Always be wary of the royal “we.”
I cannot count how many deadlines have slipped or how many post mortems have traced the problem back to this exact mistake. It shows up again and again in the “five whys,” and online communication only makes it worse.
The scene is familiar.
A problem surfaces. You and your team understand it. A few paths forward are clear. Now it is time to act. Maybe you are around a table, maybe you are in a chat room, but as the leader you see the steps that need to happen. Wanting to be collaborative and avoid unnecessary blame, you say:
“We need to do X, then Y, and Z should work.”
You pause, satisfied.

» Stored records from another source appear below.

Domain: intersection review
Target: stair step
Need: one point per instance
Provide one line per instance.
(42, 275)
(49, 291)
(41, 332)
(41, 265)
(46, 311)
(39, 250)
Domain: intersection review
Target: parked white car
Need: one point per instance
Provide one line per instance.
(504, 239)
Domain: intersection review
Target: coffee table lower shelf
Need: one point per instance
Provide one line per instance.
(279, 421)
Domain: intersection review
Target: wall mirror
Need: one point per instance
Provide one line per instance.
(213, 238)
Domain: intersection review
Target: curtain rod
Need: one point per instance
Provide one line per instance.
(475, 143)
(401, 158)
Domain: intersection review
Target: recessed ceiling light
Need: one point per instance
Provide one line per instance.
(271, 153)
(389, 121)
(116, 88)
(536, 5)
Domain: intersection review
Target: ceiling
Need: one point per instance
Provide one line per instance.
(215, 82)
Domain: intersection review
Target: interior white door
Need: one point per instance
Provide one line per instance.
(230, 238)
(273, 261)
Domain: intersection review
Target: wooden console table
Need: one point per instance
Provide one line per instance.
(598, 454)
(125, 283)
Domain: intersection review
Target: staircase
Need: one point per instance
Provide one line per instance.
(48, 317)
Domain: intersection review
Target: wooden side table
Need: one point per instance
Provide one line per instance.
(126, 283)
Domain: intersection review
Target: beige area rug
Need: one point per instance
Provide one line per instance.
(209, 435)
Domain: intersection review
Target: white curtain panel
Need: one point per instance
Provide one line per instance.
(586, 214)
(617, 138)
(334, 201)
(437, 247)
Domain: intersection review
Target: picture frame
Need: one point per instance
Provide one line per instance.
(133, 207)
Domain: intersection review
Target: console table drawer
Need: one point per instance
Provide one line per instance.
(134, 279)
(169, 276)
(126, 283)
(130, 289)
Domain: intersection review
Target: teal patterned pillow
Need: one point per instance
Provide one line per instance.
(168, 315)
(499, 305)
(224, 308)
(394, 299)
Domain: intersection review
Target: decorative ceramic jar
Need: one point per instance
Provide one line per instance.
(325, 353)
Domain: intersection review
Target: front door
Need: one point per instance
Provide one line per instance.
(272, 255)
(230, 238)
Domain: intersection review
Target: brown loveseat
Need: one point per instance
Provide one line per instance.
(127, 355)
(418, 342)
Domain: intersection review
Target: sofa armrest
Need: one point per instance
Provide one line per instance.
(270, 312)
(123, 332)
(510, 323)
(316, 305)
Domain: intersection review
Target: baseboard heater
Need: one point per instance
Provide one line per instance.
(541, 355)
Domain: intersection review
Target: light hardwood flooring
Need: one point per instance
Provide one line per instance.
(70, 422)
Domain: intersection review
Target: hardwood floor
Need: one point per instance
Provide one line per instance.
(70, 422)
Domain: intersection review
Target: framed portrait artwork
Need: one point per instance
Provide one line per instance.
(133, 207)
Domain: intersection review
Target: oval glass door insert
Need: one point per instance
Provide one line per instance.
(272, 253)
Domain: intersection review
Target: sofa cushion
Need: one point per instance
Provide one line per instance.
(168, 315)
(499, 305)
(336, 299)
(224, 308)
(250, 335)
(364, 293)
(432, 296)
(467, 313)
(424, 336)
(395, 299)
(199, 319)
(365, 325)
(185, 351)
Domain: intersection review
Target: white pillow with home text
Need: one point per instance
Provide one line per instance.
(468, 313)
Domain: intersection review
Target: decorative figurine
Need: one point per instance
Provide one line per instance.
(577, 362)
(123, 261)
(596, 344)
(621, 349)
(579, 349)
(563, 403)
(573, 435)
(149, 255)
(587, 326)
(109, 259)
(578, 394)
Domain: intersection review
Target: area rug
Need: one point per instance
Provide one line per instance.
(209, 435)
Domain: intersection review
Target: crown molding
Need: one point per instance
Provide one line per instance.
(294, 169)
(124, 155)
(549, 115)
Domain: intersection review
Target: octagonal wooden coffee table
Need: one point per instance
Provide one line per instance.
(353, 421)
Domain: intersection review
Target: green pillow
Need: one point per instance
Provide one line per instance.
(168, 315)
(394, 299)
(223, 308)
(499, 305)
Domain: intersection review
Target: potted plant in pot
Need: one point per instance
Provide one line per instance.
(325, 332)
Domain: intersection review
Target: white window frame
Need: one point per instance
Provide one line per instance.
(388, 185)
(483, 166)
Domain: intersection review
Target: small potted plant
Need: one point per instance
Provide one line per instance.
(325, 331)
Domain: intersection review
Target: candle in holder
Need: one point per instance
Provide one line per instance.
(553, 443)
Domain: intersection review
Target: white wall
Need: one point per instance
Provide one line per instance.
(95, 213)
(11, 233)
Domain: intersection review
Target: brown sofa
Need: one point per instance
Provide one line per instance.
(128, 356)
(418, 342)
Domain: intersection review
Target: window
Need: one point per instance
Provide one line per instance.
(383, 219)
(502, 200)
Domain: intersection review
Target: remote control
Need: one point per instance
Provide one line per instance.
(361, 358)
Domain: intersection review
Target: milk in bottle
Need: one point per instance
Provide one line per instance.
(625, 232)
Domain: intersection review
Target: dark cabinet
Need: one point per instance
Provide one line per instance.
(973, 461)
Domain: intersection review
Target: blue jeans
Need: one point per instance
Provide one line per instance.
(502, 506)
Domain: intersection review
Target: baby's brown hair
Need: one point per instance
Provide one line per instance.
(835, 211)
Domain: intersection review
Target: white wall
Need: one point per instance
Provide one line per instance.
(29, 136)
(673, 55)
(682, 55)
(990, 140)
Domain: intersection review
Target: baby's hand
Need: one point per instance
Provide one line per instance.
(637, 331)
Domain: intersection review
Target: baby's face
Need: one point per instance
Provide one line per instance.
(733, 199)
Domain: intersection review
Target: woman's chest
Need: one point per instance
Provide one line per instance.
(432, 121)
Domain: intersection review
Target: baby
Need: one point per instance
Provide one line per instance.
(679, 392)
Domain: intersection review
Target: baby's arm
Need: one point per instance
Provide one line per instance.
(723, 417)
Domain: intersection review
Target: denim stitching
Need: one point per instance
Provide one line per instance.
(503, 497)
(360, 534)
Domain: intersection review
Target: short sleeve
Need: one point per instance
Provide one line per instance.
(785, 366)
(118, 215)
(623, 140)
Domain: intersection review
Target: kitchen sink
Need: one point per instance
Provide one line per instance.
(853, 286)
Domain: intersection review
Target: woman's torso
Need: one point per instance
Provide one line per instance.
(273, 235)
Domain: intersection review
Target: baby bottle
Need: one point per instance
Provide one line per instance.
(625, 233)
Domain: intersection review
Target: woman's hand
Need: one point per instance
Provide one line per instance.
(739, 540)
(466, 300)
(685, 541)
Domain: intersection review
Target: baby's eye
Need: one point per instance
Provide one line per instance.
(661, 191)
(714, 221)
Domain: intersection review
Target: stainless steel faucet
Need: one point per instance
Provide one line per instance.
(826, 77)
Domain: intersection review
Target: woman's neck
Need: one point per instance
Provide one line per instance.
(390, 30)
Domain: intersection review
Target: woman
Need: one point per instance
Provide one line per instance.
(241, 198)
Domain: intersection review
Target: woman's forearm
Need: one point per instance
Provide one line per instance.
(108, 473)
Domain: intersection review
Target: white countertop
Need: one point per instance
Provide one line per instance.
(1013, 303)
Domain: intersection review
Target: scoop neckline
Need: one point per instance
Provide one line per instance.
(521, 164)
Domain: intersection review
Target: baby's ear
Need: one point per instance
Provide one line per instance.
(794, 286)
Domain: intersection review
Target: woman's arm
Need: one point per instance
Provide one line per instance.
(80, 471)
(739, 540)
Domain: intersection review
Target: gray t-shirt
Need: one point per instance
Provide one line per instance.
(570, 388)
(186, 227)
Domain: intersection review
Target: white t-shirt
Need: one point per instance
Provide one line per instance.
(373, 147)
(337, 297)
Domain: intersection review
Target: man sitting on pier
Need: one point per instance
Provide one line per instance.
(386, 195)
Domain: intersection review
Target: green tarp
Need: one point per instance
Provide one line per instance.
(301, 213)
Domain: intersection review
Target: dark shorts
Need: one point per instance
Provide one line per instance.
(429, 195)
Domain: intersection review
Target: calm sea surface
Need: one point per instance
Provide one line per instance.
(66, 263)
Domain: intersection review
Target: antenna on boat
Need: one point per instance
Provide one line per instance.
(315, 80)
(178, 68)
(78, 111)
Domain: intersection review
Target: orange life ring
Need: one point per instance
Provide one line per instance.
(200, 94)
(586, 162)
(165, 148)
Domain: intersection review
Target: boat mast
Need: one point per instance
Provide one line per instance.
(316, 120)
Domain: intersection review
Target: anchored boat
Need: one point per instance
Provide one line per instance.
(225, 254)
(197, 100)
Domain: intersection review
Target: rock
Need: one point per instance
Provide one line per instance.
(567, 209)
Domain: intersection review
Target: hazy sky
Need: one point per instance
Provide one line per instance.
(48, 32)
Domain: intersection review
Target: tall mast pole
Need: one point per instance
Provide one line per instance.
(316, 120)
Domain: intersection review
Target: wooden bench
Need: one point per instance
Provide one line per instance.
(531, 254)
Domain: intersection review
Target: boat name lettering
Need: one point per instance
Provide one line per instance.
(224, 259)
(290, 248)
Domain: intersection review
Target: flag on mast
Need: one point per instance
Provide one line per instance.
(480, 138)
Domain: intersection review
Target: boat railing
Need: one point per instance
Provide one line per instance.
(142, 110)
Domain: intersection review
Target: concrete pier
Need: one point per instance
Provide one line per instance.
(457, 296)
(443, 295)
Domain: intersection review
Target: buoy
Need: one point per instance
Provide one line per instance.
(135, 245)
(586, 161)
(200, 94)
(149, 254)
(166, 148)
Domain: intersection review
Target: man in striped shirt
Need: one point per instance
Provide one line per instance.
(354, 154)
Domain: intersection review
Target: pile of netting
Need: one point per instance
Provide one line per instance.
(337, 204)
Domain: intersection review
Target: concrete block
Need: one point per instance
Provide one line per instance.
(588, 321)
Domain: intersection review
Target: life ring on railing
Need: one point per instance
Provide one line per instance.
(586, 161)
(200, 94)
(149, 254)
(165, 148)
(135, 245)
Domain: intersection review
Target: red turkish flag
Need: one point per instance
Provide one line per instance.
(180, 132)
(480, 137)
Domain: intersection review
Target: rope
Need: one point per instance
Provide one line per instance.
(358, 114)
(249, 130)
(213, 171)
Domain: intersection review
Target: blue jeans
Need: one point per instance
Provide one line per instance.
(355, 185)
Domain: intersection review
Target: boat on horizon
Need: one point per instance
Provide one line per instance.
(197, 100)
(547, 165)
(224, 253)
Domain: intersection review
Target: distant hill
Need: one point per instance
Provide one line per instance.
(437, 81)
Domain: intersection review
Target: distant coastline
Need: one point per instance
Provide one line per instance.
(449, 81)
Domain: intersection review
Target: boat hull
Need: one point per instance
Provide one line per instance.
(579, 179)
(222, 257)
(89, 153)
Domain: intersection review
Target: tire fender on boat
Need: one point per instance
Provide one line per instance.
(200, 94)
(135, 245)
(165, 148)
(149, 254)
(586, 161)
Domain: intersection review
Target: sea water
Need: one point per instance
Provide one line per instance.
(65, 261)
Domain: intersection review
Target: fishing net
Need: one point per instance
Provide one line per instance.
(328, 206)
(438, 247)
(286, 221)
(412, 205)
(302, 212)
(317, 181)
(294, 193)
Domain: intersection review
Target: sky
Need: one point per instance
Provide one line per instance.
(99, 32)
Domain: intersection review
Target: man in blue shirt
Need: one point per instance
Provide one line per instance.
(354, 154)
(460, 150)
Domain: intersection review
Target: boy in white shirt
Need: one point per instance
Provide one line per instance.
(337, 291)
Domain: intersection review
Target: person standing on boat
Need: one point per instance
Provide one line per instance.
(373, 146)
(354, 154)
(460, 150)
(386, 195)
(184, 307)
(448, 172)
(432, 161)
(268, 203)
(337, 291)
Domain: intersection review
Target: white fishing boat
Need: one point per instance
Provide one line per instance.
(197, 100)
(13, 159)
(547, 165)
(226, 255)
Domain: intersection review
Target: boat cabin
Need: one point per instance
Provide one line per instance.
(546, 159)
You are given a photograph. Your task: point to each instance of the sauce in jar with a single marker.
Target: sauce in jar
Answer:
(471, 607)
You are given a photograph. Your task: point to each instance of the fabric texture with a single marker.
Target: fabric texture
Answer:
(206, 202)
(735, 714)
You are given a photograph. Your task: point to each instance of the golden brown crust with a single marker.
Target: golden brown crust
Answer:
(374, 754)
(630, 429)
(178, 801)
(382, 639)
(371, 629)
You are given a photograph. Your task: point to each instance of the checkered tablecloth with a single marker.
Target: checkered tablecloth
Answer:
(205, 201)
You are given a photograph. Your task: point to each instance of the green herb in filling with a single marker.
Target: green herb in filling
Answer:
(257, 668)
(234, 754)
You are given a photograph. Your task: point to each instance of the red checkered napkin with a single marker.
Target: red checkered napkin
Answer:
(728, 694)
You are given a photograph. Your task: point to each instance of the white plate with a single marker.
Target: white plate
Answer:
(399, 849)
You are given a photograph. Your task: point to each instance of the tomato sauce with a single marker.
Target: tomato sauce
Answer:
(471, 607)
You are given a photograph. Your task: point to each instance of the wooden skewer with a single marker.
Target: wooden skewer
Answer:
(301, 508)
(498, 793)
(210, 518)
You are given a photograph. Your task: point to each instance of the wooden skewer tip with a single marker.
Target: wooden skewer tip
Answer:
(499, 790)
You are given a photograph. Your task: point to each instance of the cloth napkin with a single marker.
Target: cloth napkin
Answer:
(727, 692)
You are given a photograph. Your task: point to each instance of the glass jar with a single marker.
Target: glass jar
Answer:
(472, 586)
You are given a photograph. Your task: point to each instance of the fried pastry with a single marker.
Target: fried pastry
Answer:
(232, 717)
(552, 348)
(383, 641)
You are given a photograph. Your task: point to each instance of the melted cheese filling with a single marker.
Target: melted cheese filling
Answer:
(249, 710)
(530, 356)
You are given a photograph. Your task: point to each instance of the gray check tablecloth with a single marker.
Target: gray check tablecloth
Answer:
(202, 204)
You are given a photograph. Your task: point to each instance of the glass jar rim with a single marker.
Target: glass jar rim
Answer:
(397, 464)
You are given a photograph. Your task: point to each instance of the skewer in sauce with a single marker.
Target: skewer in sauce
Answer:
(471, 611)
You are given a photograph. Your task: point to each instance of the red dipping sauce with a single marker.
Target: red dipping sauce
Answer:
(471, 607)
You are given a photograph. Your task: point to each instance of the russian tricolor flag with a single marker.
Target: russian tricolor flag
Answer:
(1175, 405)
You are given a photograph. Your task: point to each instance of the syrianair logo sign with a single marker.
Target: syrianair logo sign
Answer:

You identified the issue, avoided finger pointing, and modeled calm leadership. Things happen. The goal is to adapt and move forward without making people defensive. That feels like good leadership.
Then you wake up the next day.
X never happened. Y never happened. Z is not working at all.
What the hell?
Everyone agreed on this. Don’t these people care?
What happened is simple. You used the royal “we” when you should not have.
When leaders say “we” in moments like this, they are usually doing two things at once. First, they are trying to create psychological safety. No public blame. No shaming. No singling anyone out before the facts are fully understood. That instinct is good.
Second, they are quietly acknowledging that the work itself is not something they plan to do personally.
You said “we,” but you meant “not me.”
Everyone else heard “someone else.”
Even if the responsibility is obvious. Even if the issue clearly traces back to Joe. Even if the entire meeting exists to fix Joe’s mistake. The moment you say “we should,” Joe’s internal monologue is often relief, not ownership. Thank god someone else is handling this now.
Hoping that someone will heroically assign the task to themselves is not leadership. If Joe were consistently capable of doing that, this conversation probably would not be happening.
The fix is unglamorous and effective.
Stop saying “we” when there is actual work to be done.
Take the extra few seconds to create a task and assign it to a specific person. Be clear about what success looks like and how it will be measured. Put it somewhere visible. Name it. Own the assignment.
This can feel awkward at first. It can feel bossy. It can feel less friendly than the abstract comfort of “we.”
In practice, teams almost always prefer clarity over ambiguity. A clear task is kinder than a vague expectation. Leadership is not about sounding collaborative. It is about making sure the right things actually happen.